As we noticed, the effective porosity is a control factor of rock strength while we were doing the UCS measurements, most of the sample with relatively high porosity tend to break at very early stage of test with extremely low strength. On the other hand, all strong solid sample nearly all associate with extremely low or no porosity. Hence, we tried to correlate porosity with both ultrasonic velocity and uniaxial compressive strength. As shown in Figure 8b, the porosity and UCS has a good correlation with regression factor R = 0.7841, and also in Figure 7b, the porosity and P-wave velocity has even better correlation of R = 0.8381. This good news encouraged us to try to link UCS to UPV results using porosity as a media parameter.
In Figure 8a, we plot P-wave velocity as a function of uniaxial compressive strength, and again we obtained a strong linear relation with correlation coefficient R = 0.7937. In order to verify our proposed equations, we compare the observed UCS from lab measurements with the predict value using empirical equation (3).

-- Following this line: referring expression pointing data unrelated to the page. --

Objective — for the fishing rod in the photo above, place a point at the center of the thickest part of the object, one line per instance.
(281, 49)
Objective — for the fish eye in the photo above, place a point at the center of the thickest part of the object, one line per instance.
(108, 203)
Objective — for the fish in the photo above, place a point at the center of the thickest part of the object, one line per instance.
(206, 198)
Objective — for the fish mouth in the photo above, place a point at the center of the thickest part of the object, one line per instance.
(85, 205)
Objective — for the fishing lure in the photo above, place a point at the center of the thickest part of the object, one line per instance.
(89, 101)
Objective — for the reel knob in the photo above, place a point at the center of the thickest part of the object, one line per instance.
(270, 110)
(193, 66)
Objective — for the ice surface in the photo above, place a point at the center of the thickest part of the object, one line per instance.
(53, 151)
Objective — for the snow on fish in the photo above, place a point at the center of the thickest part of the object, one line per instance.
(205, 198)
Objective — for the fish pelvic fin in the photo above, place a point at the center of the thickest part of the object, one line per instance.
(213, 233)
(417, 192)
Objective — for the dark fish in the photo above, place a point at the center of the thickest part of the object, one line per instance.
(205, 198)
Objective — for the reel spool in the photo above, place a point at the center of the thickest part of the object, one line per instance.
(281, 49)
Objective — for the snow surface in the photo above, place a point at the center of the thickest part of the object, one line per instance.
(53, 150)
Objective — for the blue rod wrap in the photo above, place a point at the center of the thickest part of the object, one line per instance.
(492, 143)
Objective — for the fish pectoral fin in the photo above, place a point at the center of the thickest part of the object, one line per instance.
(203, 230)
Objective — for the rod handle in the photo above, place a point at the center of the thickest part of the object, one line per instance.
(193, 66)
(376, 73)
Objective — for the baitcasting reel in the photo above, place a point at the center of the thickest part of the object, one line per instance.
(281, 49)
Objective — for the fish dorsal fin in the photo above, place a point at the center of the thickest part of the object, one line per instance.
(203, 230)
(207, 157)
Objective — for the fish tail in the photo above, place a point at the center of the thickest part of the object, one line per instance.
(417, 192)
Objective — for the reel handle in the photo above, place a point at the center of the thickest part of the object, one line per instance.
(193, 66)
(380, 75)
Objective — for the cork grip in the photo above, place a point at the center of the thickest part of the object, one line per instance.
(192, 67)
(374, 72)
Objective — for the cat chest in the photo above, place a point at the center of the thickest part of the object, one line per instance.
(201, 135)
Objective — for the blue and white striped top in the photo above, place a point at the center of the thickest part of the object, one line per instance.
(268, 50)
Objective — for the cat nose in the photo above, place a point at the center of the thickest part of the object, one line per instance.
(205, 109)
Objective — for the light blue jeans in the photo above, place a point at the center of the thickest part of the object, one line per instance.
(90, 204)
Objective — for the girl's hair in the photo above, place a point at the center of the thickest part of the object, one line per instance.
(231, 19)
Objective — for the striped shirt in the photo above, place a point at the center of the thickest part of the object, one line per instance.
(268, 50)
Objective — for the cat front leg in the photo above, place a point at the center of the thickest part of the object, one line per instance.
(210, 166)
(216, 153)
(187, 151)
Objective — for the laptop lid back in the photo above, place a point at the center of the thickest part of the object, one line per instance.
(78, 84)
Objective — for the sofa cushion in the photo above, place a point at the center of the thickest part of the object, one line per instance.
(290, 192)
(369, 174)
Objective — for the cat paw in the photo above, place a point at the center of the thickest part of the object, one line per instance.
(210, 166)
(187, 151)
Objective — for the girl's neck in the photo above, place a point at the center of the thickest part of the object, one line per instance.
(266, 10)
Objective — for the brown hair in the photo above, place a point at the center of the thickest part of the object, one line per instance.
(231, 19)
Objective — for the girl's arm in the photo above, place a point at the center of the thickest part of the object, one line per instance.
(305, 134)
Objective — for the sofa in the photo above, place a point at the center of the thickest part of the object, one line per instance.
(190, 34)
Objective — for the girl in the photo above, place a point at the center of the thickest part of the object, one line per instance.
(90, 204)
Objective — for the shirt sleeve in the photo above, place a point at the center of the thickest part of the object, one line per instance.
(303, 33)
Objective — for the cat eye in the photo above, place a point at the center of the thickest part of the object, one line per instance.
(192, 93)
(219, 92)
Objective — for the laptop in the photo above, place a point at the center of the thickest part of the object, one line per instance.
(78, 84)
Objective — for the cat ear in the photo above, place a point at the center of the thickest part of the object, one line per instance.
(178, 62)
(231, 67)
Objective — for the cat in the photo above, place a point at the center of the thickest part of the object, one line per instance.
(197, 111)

Here as shown in Figure 9, the observed versus predicted data plots almost follow a straight diagonal line, which indicate a good correlation.
Conclusion
The correlation relationship between ultrasonic velocity, density, porosity and UCS for samples of basalt were determined,
Such correlations may provide a good estimation in related or similar geological setting regions for bulk density, porosity, and uniaxial compressive strength, which in many cases could avoid time-consuming and tedious lab test methods. Statistical analysis still needs to be done, in terms of verification and validation.